France launches war crimes inquiry into Assad regime

Probe into alleged war crimes to be based on 55,000 photos of a former Syrian army photographer who defected in 2013, and display the regime's 'unbearably cruel' conduct.

French authorities have recently launched a criminal probe of Syrian President Bashar Assad's regime for alleged war crimes committed between 2011 and 2013.

 

 

"Faced with these crimes that offend the human conscience, with this bureaucratic horror, with this denial of humanity's values, it is our responsibility to act against the impunity of these assassins," Foreign Minister Laurent Fabius said in a statement sent to AFP.

 

Paris prosecutors opened a preliminary war crimes inquiry on September 15, a source told AFP. A diplomatic source confirmed the launch of the probe.

 

Destruction wrought by Assad regime's bombing
Destruction wrought by Assad regime's bombing

 

The investigation is focusing on evidence provided by a former Syrian army photographer known by the codename "Caesar," who defected and fled the country in 2013, bringing with him some 55,000 graphic photographs of scenes from the brutal conflict.

 

"The César report - thousands of unbearable photos, authenticated by many experts, that show corpses tortured and starved to death in the prisons of the regime - demonstrates the systematic cruelty of Bashar Assad's regime," said Fabius, who is in New York for the United Nations General Assembly.

 

Fabius called on the UN and notably the International Commission of Inquiry on Syria "to continue with enhanced determination" its investigations.

 

The Foreign Ministry reported the incident to the Prosecutor of Paris.
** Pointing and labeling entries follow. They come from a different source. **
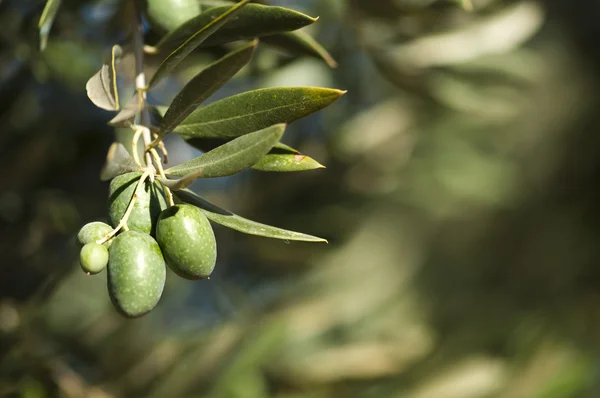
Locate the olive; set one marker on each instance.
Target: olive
(136, 273)
(187, 241)
(93, 231)
(149, 203)
(93, 258)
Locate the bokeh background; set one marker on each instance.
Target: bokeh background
(460, 201)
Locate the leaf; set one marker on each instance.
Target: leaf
(253, 21)
(254, 110)
(170, 14)
(233, 221)
(203, 85)
(302, 44)
(46, 21)
(232, 157)
(207, 144)
(285, 148)
(118, 161)
(280, 162)
(127, 115)
(197, 37)
(102, 87)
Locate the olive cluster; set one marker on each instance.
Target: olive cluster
(156, 235)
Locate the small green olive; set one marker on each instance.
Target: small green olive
(93, 258)
(136, 273)
(93, 231)
(149, 203)
(187, 241)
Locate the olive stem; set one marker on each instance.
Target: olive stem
(161, 172)
(134, 149)
(123, 222)
(140, 79)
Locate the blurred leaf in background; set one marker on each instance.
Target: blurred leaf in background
(459, 199)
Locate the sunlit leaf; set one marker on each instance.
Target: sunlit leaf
(102, 87)
(46, 21)
(233, 221)
(203, 85)
(230, 158)
(254, 110)
(170, 14)
(302, 44)
(253, 21)
(286, 148)
(280, 162)
(194, 40)
(118, 161)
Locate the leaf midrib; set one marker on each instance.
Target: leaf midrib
(220, 160)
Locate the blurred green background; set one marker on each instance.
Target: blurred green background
(460, 201)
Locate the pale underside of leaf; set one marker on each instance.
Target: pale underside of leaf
(235, 222)
(227, 159)
(286, 162)
(253, 110)
(102, 87)
(194, 41)
(46, 21)
(203, 85)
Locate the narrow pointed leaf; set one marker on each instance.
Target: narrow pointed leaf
(208, 144)
(102, 87)
(118, 161)
(253, 21)
(285, 148)
(280, 162)
(254, 110)
(46, 21)
(203, 85)
(302, 44)
(194, 40)
(232, 157)
(233, 221)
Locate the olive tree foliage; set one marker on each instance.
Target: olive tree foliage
(148, 197)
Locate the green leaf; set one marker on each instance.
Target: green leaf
(302, 44)
(170, 14)
(118, 161)
(253, 21)
(281, 162)
(46, 21)
(254, 110)
(286, 148)
(203, 85)
(233, 221)
(102, 87)
(127, 115)
(230, 158)
(197, 37)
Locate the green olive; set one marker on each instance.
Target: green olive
(187, 241)
(93, 258)
(136, 273)
(93, 231)
(149, 203)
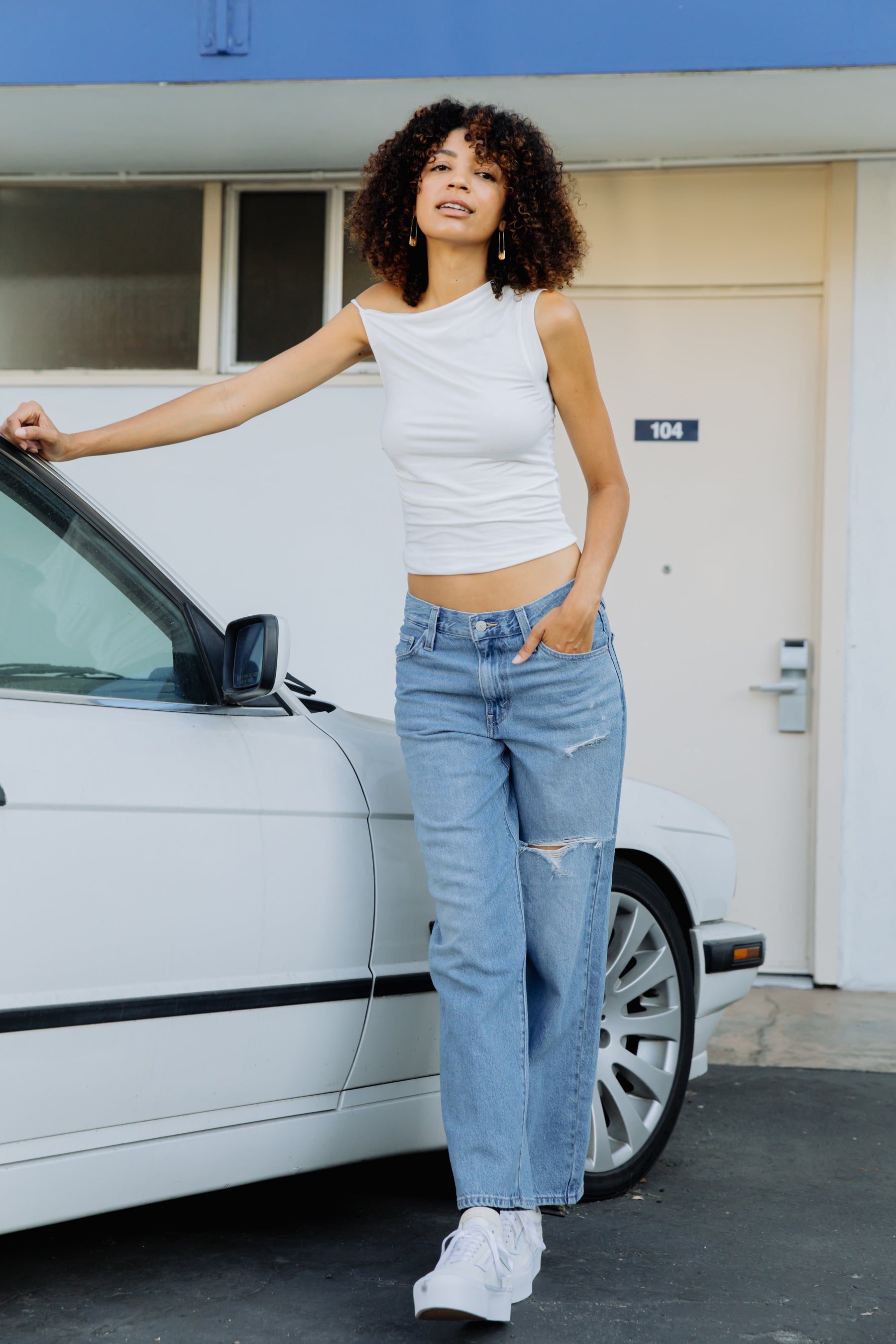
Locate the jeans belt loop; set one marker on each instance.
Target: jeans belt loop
(430, 629)
(524, 621)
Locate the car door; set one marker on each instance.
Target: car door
(149, 967)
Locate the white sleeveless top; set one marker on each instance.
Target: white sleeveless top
(469, 429)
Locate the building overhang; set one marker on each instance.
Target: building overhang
(316, 125)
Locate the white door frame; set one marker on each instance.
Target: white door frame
(831, 574)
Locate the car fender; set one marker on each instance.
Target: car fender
(688, 839)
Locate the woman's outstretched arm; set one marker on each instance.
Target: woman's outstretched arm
(207, 410)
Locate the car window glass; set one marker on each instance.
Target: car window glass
(76, 616)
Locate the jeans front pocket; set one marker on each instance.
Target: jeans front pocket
(599, 642)
(408, 646)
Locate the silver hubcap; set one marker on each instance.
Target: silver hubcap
(640, 1037)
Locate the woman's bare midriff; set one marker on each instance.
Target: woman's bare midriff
(497, 590)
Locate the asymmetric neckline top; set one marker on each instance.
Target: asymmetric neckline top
(469, 429)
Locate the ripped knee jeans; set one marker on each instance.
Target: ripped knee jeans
(515, 777)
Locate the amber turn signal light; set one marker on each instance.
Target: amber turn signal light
(733, 955)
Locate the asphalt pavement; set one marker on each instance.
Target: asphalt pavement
(770, 1217)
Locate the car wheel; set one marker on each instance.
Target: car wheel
(647, 1035)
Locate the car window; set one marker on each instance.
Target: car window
(76, 616)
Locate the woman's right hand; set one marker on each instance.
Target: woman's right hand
(31, 429)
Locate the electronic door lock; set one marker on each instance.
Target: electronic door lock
(793, 688)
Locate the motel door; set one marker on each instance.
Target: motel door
(716, 565)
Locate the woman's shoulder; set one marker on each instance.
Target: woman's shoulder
(557, 318)
(554, 310)
(383, 298)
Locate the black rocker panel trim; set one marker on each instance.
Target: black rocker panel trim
(182, 1006)
(417, 983)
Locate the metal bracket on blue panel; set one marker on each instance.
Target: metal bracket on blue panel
(224, 27)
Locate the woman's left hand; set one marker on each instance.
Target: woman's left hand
(566, 629)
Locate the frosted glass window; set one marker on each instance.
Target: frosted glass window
(80, 619)
(280, 295)
(100, 277)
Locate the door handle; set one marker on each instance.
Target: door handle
(793, 688)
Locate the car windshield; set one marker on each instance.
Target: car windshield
(76, 616)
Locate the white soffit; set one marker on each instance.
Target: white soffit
(311, 125)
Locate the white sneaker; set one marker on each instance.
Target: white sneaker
(523, 1239)
(472, 1280)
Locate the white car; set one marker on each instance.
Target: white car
(216, 913)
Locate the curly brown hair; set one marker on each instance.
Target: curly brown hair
(546, 241)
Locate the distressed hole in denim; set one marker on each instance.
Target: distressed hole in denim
(589, 742)
(555, 854)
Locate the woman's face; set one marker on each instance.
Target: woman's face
(460, 199)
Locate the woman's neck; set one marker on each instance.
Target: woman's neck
(454, 272)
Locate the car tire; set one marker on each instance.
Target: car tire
(643, 1065)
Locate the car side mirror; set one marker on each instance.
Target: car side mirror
(256, 658)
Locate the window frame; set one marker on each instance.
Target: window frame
(218, 288)
(334, 252)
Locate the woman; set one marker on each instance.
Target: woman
(510, 699)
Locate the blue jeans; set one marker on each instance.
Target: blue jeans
(504, 759)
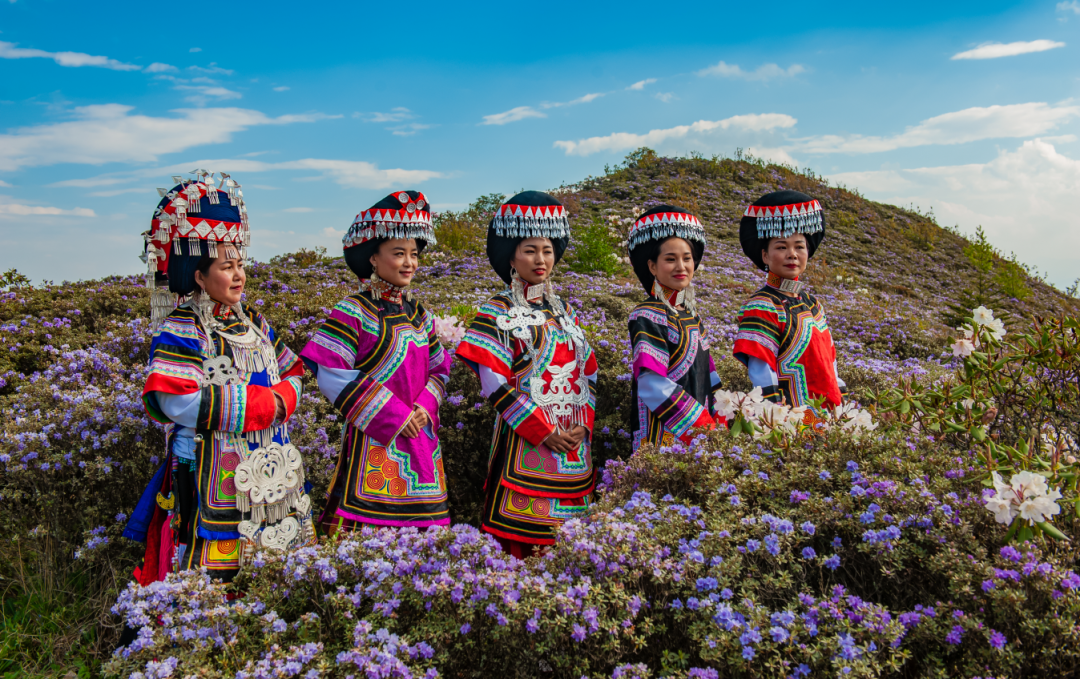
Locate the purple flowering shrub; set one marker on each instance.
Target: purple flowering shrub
(77, 450)
(879, 566)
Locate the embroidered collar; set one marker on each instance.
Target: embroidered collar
(534, 293)
(223, 311)
(784, 285)
(386, 292)
(670, 297)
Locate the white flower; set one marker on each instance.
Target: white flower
(982, 315)
(962, 348)
(449, 329)
(727, 404)
(859, 422)
(1026, 483)
(1026, 494)
(997, 328)
(1002, 510)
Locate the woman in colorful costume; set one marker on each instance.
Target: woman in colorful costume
(674, 376)
(224, 385)
(783, 338)
(537, 369)
(380, 363)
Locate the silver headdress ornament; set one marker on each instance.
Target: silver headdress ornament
(780, 221)
(178, 216)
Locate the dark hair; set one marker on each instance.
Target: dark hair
(204, 263)
(645, 253)
(181, 269)
(359, 257)
(767, 242)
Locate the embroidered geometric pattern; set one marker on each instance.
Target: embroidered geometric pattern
(792, 336)
(544, 485)
(669, 344)
(385, 477)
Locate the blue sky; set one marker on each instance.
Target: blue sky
(968, 108)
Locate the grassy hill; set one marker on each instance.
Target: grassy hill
(76, 449)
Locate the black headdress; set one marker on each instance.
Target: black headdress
(196, 218)
(656, 226)
(401, 215)
(779, 215)
(528, 215)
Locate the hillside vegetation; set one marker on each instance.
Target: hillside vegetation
(613, 597)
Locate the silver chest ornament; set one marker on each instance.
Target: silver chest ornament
(564, 398)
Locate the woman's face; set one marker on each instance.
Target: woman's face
(396, 261)
(787, 257)
(534, 259)
(224, 281)
(674, 265)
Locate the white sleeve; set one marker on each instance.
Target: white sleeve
(489, 380)
(180, 408)
(653, 390)
(333, 380)
(760, 372)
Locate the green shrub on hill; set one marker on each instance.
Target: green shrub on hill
(76, 451)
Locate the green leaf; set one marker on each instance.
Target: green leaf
(1050, 530)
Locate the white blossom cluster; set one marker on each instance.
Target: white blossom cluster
(770, 417)
(983, 320)
(449, 329)
(1026, 496)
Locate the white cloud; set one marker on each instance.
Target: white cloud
(766, 71)
(584, 99)
(353, 174)
(512, 116)
(971, 124)
(1024, 199)
(408, 130)
(200, 95)
(108, 133)
(19, 209)
(212, 69)
(394, 116)
(623, 140)
(997, 50)
(9, 51)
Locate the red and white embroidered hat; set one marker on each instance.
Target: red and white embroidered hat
(203, 213)
(401, 215)
(664, 221)
(780, 215)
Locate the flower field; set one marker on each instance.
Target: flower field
(930, 530)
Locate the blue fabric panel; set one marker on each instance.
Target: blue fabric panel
(143, 514)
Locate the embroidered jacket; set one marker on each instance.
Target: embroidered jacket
(375, 361)
(218, 406)
(674, 376)
(785, 343)
(539, 372)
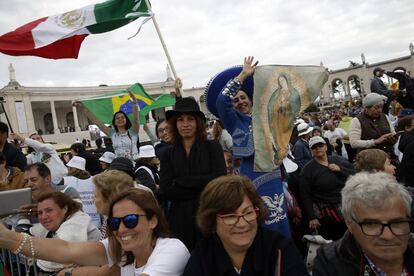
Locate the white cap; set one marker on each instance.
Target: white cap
(299, 121)
(316, 140)
(289, 165)
(77, 162)
(107, 157)
(304, 128)
(146, 151)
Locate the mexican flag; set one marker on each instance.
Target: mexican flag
(104, 107)
(60, 36)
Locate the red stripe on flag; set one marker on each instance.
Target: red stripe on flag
(64, 48)
(21, 38)
(20, 43)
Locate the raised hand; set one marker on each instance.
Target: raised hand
(248, 68)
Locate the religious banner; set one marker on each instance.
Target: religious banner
(280, 93)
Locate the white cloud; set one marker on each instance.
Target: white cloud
(204, 37)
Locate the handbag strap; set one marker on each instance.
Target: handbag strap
(278, 267)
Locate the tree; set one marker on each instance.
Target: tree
(311, 108)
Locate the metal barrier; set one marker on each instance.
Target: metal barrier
(17, 264)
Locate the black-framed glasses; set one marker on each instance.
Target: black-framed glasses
(318, 145)
(233, 219)
(162, 130)
(376, 228)
(130, 221)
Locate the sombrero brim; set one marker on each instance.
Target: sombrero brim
(217, 83)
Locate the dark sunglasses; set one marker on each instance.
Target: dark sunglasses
(318, 145)
(130, 221)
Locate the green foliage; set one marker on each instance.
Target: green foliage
(311, 108)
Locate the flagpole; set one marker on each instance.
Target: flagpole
(163, 44)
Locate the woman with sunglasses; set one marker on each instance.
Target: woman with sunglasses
(230, 216)
(138, 241)
(321, 182)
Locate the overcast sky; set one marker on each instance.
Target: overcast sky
(204, 37)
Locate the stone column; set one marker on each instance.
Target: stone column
(75, 118)
(29, 115)
(54, 118)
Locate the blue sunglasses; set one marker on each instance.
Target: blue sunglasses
(130, 221)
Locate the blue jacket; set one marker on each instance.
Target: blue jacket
(302, 153)
(269, 185)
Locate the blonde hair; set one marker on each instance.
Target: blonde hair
(112, 182)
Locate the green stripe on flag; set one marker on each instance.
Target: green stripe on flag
(161, 101)
(113, 14)
(104, 106)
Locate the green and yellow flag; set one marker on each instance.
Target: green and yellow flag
(104, 107)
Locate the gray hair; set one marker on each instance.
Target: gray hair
(372, 190)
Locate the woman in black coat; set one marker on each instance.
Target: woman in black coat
(187, 167)
(321, 182)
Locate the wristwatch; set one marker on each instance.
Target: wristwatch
(69, 272)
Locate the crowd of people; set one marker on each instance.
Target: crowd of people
(190, 202)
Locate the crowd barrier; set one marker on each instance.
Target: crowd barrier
(16, 265)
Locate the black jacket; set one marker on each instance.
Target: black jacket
(269, 251)
(182, 179)
(345, 258)
(92, 163)
(318, 184)
(147, 176)
(406, 168)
Investigators from the Central Office of the fight against crimes against humanity, genocide and war crime were tasked with conducting the investigations.

 

At a press conference in Paris in March 2014, several photos of unbearable cruelty, from a memory card carried by "Caesar" were projected at the Arab World Institute. Written in English with blood-colored letters and entitled "Assad's secret killings", the photo essay was intended for international bodies including the UN, to build up a file of the regime's responsibility for "mass torture."

 

The photos showed eyes gouged out, people with lesions on their backs or stomachs, emaciated bodies and also a photo showing hundreds of corpses lying in a hangar in the middle of plastic bags to be used to bury them.

 

Damascus had then described the report as "political".

 

The announcement comes as the four-year war in Syria takes center-stage at the United Nations General Assembly in New York, where US President Barack Obama and his Russian counterpart Vladimir Putin have clashed over how to bring an end to the crisis.

 

French President Francois Hollande has joined Obama in insisting Assad cannot play a role in the country's future, against opposition from Damascus's allies Russia and Iran.

 

"Russia and Iran say they want to be part of a solution," Hollande said. "So we must work with these countries to explain to them that the route to a solution does not go through Bashar al-Assad."